All of this requires a thoughtful and holistic approach: understanding teaching and learning objectives, preparing teachers for the change, and adding the right content and services to create a productive and sustainable learning environment. Success starts with students and educators first; technology second. How will teachers and students use technology in – and outside of – the classroom? And how will that technology translate to jobs in the 21st century?
Devices are the biggest piece of any classroom technology investment. Students need to consume and create, all while staying on task and away from distractions in a safe and secure environment. At Microsoft, we help school leaders meet the evolving needs of education by offering cost-effective devices and technologies that help secure and manage the business of education. Whether they are tablets, laptops or desktop PCs, we have devices to meet every need. They integrate with existing classroom technology, are robust, easy-to-implement and offer guaranteed reliability.

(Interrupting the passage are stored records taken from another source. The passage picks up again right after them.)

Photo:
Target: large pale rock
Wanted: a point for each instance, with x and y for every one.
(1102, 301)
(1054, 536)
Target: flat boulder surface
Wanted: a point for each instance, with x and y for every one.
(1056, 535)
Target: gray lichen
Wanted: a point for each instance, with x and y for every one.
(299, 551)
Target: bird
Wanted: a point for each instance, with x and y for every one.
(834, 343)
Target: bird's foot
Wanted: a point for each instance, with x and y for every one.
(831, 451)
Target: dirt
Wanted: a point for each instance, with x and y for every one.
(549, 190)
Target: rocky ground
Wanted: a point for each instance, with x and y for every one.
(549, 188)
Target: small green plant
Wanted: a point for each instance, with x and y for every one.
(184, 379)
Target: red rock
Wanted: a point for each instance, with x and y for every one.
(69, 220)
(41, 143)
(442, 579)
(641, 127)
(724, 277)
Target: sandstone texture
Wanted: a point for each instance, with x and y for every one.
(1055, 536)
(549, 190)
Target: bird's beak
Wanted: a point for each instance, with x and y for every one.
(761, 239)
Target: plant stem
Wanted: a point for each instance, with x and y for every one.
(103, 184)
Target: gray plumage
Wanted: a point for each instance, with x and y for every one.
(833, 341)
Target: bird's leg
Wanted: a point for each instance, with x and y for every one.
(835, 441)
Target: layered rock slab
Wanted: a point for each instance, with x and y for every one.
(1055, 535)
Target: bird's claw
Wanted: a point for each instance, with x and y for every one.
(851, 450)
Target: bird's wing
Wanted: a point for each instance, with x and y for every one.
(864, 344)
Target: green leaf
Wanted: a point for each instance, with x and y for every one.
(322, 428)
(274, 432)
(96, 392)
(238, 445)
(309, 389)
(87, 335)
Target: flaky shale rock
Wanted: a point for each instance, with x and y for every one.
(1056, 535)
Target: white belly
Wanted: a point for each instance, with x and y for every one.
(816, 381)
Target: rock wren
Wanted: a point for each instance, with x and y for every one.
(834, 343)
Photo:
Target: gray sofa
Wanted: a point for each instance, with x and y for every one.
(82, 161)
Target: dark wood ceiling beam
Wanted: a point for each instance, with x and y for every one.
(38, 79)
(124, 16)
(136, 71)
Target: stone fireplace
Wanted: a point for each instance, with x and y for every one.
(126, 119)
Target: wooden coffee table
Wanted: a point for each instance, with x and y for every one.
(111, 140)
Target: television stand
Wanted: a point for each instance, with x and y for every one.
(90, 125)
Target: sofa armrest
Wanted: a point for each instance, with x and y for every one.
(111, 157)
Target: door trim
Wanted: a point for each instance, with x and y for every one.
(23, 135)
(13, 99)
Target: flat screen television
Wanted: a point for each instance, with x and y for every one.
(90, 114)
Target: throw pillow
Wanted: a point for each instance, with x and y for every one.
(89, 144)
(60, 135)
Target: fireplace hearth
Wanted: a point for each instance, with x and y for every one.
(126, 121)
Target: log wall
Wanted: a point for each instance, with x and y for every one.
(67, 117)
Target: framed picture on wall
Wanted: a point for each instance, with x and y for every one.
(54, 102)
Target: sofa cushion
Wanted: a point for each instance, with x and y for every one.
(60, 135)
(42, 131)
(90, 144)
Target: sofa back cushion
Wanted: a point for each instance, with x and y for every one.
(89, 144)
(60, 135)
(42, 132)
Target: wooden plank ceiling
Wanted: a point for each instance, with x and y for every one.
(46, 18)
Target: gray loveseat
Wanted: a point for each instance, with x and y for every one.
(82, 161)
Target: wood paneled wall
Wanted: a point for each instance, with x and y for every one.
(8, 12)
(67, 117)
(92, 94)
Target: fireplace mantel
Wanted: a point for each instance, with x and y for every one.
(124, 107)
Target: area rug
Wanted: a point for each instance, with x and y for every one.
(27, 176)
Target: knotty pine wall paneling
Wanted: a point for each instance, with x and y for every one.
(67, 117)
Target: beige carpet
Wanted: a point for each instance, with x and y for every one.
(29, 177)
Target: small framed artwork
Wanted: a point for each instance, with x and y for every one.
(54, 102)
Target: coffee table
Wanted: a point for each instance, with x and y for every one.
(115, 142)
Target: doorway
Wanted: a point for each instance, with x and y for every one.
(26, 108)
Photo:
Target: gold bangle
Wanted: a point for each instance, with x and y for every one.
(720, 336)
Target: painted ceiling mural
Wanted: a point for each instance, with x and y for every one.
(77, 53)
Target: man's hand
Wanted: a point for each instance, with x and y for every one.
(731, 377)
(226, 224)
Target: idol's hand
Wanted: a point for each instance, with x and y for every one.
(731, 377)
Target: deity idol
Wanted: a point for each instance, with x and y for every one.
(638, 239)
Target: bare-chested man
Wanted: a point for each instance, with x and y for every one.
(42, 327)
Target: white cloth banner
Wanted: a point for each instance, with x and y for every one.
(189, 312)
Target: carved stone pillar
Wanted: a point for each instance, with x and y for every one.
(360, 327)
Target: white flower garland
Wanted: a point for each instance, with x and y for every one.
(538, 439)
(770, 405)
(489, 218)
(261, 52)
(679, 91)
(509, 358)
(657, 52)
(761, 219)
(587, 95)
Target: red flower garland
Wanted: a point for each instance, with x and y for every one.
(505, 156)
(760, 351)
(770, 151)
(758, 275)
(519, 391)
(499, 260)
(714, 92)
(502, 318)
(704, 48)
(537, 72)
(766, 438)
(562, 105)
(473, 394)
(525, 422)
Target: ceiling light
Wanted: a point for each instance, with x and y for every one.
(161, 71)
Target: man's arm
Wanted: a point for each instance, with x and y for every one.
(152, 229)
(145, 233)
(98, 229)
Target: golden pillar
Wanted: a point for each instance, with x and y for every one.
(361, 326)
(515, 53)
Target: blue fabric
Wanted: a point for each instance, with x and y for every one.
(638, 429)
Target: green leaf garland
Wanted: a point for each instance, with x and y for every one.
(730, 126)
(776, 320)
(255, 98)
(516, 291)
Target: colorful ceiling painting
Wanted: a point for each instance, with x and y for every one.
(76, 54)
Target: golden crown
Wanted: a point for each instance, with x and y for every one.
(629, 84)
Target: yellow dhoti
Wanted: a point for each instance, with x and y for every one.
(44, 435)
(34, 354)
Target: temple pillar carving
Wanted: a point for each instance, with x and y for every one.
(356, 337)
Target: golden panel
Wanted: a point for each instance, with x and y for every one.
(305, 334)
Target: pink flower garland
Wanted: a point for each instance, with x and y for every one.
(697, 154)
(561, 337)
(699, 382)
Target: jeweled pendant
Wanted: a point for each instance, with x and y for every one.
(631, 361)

But even with the right devices in place, education technology implementations can fail because of lack of preparation and training for teachers and school leaders. Getting ready for new technology takes a shift in pedagogy, and a new way of thinking about sparking curiosity, collaborating with peers and expert educators, interacting with rich content and opening doors to engaging learning experiences.

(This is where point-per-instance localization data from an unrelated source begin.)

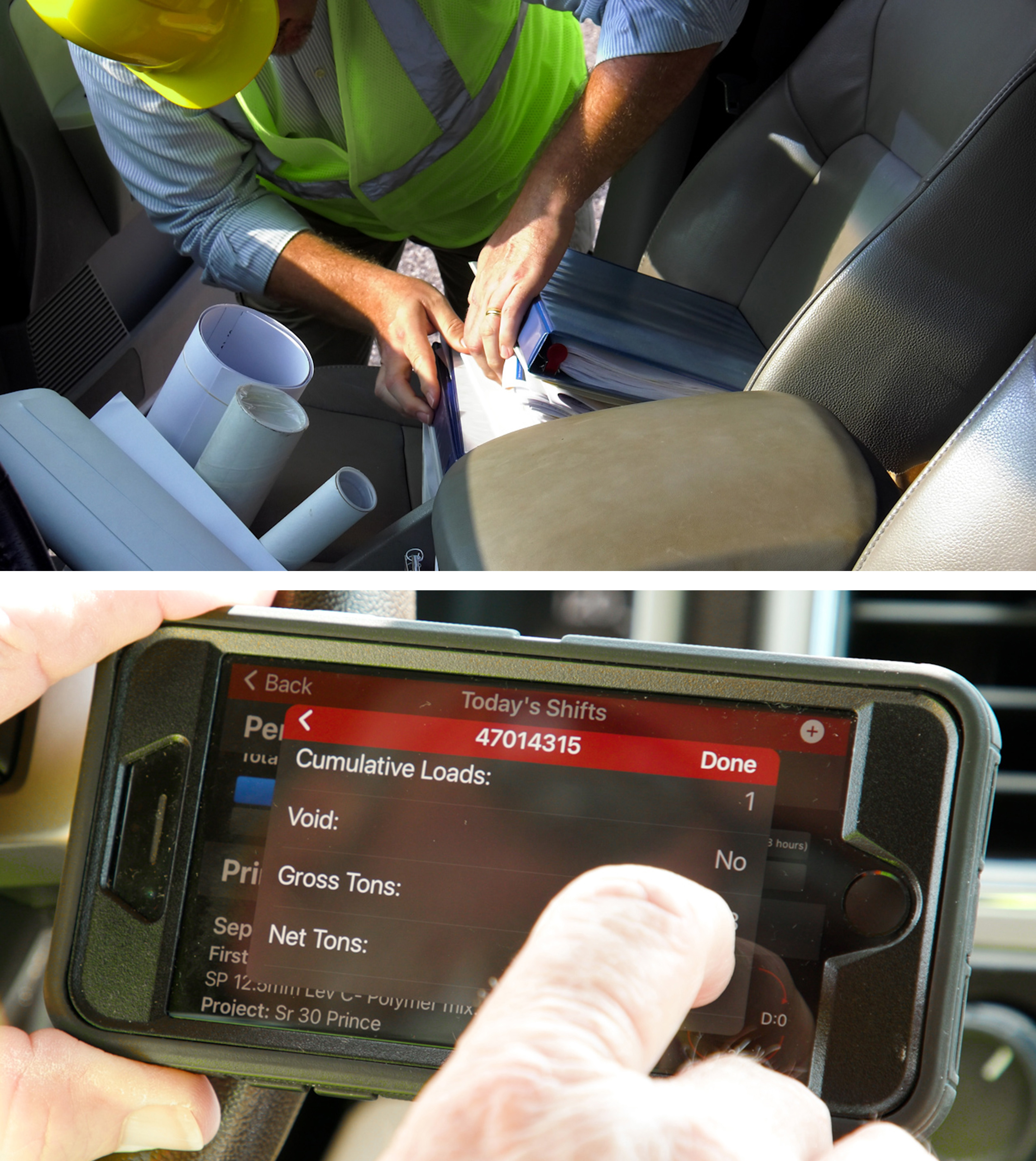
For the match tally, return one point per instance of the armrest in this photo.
(721, 481)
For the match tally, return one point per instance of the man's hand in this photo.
(555, 1065)
(626, 100)
(361, 295)
(64, 1101)
(48, 633)
(61, 1100)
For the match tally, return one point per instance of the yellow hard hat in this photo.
(195, 53)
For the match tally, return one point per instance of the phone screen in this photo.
(373, 850)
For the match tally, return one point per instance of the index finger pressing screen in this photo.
(418, 826)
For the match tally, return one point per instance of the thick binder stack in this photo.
(618, 336)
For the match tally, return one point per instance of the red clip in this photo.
(556, 354)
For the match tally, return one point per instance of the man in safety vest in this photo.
(292, 147)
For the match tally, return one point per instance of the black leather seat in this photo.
(873, 218)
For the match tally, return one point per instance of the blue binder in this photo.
(609, 307)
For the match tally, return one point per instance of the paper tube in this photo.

Microsoft has invested $750 million in training and professional development over the last 15 years to ensure that educators are equipped to make the most of classroom technology, and that school leaders and policy-makers are equipped to guide this transformation successfully. And our commitment doesn’t stop after the purchase — it continues throughout each educator’s professional journey, and adapts to the constantly changing environment of education today. We make professional development available free of charge because we know it’s the foundation to scalable improvements in teaching and learning.

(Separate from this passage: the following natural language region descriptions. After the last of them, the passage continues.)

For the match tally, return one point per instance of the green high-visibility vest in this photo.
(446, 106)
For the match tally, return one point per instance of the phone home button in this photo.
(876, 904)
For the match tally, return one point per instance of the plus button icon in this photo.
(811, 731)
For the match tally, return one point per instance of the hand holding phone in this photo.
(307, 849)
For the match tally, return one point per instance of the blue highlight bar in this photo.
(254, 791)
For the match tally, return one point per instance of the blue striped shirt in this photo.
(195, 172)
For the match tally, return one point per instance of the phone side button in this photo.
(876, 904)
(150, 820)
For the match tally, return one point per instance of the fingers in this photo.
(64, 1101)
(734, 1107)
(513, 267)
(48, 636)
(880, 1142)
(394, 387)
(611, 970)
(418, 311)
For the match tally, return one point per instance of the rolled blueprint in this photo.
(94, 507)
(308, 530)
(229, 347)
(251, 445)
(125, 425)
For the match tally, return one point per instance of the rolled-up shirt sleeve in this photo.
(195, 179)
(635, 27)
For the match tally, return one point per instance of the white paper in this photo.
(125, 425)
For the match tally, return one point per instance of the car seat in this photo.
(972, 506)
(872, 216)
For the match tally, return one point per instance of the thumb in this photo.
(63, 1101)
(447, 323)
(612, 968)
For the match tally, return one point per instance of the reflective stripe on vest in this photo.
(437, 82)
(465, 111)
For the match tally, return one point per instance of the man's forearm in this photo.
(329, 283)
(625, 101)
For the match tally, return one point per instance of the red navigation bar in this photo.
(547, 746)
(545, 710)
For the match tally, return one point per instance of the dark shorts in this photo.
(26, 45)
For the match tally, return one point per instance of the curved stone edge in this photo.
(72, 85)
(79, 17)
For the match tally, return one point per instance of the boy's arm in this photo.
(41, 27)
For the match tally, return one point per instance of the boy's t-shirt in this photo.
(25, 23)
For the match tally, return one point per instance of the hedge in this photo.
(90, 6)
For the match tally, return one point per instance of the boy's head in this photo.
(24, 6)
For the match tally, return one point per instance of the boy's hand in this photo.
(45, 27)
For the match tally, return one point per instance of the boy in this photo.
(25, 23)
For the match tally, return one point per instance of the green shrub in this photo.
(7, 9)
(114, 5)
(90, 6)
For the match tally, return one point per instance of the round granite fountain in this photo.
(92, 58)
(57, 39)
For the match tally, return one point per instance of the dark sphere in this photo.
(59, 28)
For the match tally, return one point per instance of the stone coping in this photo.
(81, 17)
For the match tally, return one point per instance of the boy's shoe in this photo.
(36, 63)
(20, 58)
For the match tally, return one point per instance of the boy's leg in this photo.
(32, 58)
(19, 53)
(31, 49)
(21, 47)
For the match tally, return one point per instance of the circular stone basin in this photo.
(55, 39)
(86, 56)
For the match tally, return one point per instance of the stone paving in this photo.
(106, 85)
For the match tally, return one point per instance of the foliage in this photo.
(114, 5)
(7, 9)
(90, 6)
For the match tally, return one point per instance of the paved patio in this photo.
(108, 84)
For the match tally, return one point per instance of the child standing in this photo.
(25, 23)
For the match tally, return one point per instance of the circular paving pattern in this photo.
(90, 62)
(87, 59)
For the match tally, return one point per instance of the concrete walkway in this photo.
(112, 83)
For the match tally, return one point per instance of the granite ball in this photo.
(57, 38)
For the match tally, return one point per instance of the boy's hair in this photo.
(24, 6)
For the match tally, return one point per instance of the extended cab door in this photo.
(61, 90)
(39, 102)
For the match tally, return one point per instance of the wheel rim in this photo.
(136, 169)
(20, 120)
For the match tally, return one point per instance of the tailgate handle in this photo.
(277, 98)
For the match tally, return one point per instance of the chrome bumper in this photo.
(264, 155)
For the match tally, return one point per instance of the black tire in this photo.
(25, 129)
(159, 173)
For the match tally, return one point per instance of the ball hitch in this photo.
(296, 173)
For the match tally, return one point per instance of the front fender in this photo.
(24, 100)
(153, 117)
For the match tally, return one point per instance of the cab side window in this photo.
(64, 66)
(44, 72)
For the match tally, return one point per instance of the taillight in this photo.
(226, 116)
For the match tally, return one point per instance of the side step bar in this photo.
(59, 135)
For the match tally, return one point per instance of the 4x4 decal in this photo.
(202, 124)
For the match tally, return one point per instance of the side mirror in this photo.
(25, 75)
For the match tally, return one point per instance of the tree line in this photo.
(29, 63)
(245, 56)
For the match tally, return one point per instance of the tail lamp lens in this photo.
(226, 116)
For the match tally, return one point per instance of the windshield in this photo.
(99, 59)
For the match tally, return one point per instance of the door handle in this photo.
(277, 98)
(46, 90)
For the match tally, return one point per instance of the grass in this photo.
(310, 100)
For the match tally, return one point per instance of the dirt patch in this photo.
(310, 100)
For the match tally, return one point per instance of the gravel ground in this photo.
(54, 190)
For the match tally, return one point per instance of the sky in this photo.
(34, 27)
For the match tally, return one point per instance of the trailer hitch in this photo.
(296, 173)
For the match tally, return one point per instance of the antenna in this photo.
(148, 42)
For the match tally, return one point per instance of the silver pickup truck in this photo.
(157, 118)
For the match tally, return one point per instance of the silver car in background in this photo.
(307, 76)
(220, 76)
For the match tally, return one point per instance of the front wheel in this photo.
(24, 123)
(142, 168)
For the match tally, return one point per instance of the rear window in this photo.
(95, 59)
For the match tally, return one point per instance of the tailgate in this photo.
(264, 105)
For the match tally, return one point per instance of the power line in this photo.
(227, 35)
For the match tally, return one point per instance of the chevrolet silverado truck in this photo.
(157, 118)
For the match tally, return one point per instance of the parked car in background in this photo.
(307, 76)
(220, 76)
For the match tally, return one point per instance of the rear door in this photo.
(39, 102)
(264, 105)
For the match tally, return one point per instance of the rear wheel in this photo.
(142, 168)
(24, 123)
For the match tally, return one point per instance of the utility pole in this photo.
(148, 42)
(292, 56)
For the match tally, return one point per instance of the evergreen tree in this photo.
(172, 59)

Perhaps even more important in the development of educators and school leaders is the professional learning network available through Microsoft’s educator network. This global network, now over 800,000 members strong, provides mentoring, feedback and inspiration from education innovators throughout the world.
Ultimately, though, it comes down to content: the right platform, programs, apps and tools that will truly transform learning and prepare students for the workforce.
According to a recent IDC White Paper, sponsored by Microsoft, Skills Requirements for Tomorrow's Best Jobs: Helping Educators Provide Students with Skills and Tools They Need, on skills requirements for tomorrow’s best jobs, the skills most required across all occupations are "soft" — communication, attention to detail, customer service focus, organization and problem-solving. Proficiency in Microsoft Office was commonly found in the top 20 skills required for most of the high-growth/high salary positions globally. In fact, by 2020, nearly 30 percent of all of these occupations will require Microsoft Office or Microsoft Office-related skills. Microsoft Office is the only software package called out within the top 20 skills across all high-growth/high-salary occupations, and is third on the list of most required skills. The complete study is posted below.
Since December 1, when we launched the Microsoft Student Advantage program to give students no-cost access to Office 365, we have issued millions of new seats to qualifying institutions, suggesting that schools are already well aware of the connection between proficiency in Microsoft Office and success in the workforce.
Of course, all of this must live on a platform that’s tailor-made for the needs of teachers and students. Windows 8 apps for education are being developed quickly in the Windows Store. Additionally, Windows 8’s split screens are ideal for content creation, consumption and multi-tasking – all within an anywhere/anytime learning environment. And Windows 8 takes full advantage of the cloud, with powerful and proven education apps built specifically for the classroom.
Great examples of how Microsoft’s products and services are showing up in schools can be found in Surface, with more institutions choosing these Windows-based devices for their students, teachers and administrators. You can read about how Surface is changing the way St. Patrick’s College in London and Williston Northamption School in Massachusetts are approaching technology in the classroom on the Surface Blog.
When it comes to creating meaningful change in education and preparing students for the workforce, there is no silver bullet. It’s a combination of things: a solid plan built around learning objectives, the right device for the long-run, educators and school leaders who are prepared for change, and content that brings all of these other elements to life in the classroom and beyond.
Microsoft's legacy of focusing on teachers and school leaders is without equal, and no other company offers Microsoft’s broad portfolio of familiar, robust and secure devices, software and services. Our commitment to students and youth around the world, as seen through our work in schools and our company-wide YouthSpark initiative, is unwavering. With the right plan and tools in place today, Microsoft is committed to ensuring that students are fully engaged in learning, and prepared to meet the changing demands of the job market, readying them to lead in the 21st century economy.